In parallel, physical modifications of aquatic and coastal environments introduce additional dimensions of risk. Shore protection structures, hydrological alterations, and engineered coastal defenses, while designed to mitigate erosion or flooding, can inadvertently modify nearshore hydrodynamics and create hazardous conditions such as rip currents, increasing risks to human safety [8]. Pezzini and Pranzini (2025) addressed this often overlooked aspect by analyzing shore protection structures as contributors to drowning risk in Italy, reminding us that environmental risk assessment must extend beyond chemical and biological endpoints to include physical hazards within integrated management frameworks.

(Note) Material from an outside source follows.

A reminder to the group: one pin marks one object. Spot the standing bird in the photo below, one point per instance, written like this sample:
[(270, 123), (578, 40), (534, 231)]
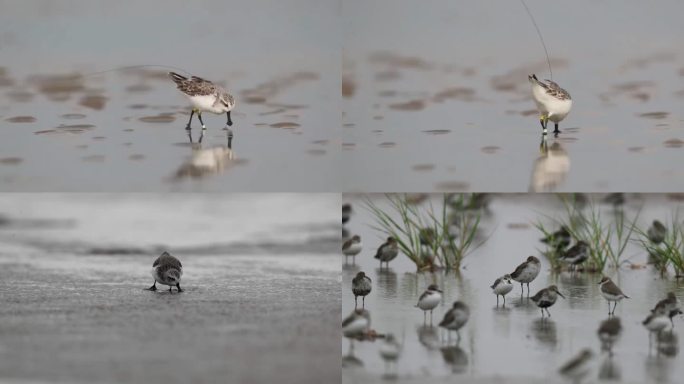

The collective insights of this Special Issue demonstrate that environmental risk in aquatic systems is inherently multidimensional. Chemical, biological, and physical stressors often co-occur, interact, and amplify one another, challenging reductionist assessment approaches [3]. Effective risk assessment therefore requires integration across disciplines, combining advanced analytical techniques, sensitive biological indicators, and conceptual frameworks that explicitly link environmental exposure to ecological and human health outcomes. Future research should prioritize the harmonization of assessment methodologies of emerging contaminants, the incorporation of mixture toxicity and chronic exposure scenarios, and the translation of scientific findings into actionable management strategies. Advances in remediation technologies, early-warning biomonitoring tools, and ecosystem-based management approaches will be essential for mitigating risks and ensuring the long-term sustainability of aquatic environments. In the realm of remediation technologies, English (2024) explored the use of electric field-based ozone nanobubbles for water purification, offering potential solutions for aquaculture and wastewater treatment.

The studies assembled in this Special Issue collectively reinforce the notion that environmental risk assessment is no longer a linear process of measuring pollutant concentrations. Instead, it is an integrative discipline that must account for complex contaminant mixtures, biological responses across multiple scales, and the broader physical and socio-environmental context [3]. By bridging scientific understanding with risk management strategies and policy relevance, this Special Issue aims to contribute to the effective protection and stewardship of aquatic ecosystems in an era of accelerating environmental change.